Money Girl helps you maintain your tax files so that you never waste time searching for documents - or get caught unprepared by the IRS.
Now that you filed a tax return (you did file, right?), you may be wondering what to do with it. It’s important to keep your tax records organized so you never waste time searching for documents—or get caught unprepared if the IRS taps you on the shoulder for an audit.
Here are 5 tips to maintain your tax files the right way:
Keep tax returns for at least 7 years. You generally have up to 3 years to file an amended tax return or to be chosen for an audit. However, you can claim a loss for certain investments for up to 7 years. Additionally, the IRS says that if they suspect fraud, there is no statute of limitations for how far back they can audit you.
Gather supporting documents. Keep every record that supports the income, deductions, or credits on your tax return—such as bills, credit card receipts, account statements, or mileage logs. Attach physical documents to a paper return or scan everything and keep a digital tax file. The IRS is okay with either method as long as you back up digital files in multiples places!
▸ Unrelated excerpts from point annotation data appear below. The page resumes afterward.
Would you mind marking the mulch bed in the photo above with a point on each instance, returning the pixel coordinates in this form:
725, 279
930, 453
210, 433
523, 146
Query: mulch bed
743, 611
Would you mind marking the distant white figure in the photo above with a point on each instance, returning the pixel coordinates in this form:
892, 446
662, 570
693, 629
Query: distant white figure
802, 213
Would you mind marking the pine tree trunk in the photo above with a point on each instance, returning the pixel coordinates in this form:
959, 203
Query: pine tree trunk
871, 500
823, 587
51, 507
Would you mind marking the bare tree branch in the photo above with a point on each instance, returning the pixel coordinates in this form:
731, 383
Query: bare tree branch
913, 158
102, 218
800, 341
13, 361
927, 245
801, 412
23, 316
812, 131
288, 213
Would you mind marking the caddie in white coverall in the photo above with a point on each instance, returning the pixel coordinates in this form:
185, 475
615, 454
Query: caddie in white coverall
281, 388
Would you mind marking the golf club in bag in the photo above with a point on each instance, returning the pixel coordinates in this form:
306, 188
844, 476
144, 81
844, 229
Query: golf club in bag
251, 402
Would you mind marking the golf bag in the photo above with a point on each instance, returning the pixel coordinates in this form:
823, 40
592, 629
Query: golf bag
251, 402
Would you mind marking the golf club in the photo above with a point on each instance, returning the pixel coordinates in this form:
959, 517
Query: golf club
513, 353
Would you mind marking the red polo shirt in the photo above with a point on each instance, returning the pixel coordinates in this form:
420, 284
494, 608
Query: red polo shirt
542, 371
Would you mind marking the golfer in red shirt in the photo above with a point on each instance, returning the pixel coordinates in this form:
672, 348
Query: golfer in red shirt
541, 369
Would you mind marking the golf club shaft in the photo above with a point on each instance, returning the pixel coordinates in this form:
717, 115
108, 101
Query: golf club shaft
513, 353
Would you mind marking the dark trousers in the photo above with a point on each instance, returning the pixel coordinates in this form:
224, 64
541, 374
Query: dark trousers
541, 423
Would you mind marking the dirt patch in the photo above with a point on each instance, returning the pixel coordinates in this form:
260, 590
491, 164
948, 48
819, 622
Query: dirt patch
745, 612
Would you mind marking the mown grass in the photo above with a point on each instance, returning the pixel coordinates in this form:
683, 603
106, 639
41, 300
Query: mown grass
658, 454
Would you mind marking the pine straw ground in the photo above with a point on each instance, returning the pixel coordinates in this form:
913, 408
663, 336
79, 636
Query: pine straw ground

Safeguard each tax return. If you keep paper records, put everything for each tax year in a separate clasp envelope and label it clearly. Put the envelope in a safe place, like a file drawer that locks, a fireproof safe, or a bank’s safe deposit box.
Separate certain documents. Some documents should be kept indefinitely—such as closing documents on a home, investment transactions, retirement documents, and records related to insurance claims. So create duplicates for your paper tax returns and keep the originals in separate files so they’re never destroyed.
Go digital over time. Each year you add another paper tax return to your files, go digital by scanning the oldest file in your records and shredding it. That’s a great way to keep decades of old records without your office looking like an episode on the Hoarders TV show.